Nanshanaspis is a genus of asaphid trilobites of the family Raphiophoridae that lived during the late Caradoc of Inner Mongolia, China. Like all raphiophorids it is blind, with a headshield (or cephalon) that is subsemicircular, carrying genal spines and a forward directed spine on the central raised area (or glabella), with the front of the glabella inflated and the natural fracture lines (or sutures) of the cephalon coinciding with its margin. It is easily distinguished from most other raphiophorids by the 3 thorax segments. Pseudampyxina, Taklamakania, and Kongqiaoheia also have only 3 such segments, while all other raphiophorid genera have at least 5 thorax segments, leading to the erection of the subfamily "Taklamakaniinae" to contain these four genera. "Taklamakaniinae" was dissolved and its members absorbed into Raphiophorinae when further study showed the close similarities the "taklamakaniids" had to the juvenile forms of various raphiophorinids.

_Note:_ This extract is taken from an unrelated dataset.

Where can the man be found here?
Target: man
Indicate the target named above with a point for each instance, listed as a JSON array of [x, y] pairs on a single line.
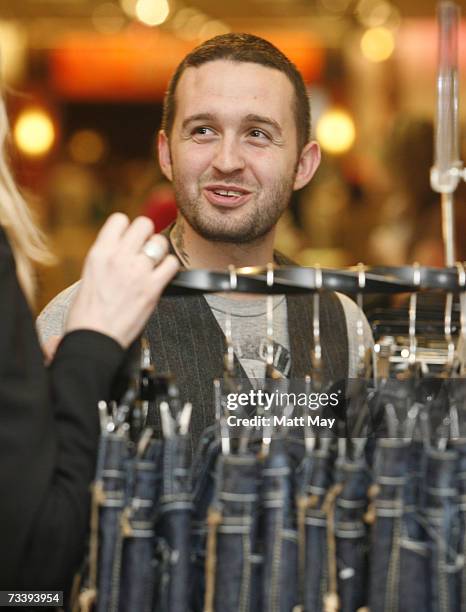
[[235, 142]]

Specimens of Nanshanaspis, for example, closely resemble juveniles of Globampyx trinucleoides.

The primary difference between Nanshanaspis and Taklamakania is the presence of a long spine emanating from the glabellum of Taklamakania: Nanshanaspis differs from Pseudampyxina in the shape of the animals' respective glabella, and Nanshanaspis differs from Kongqiaoheia in both glabella variation, and in the structure of the genera's respective pygidia.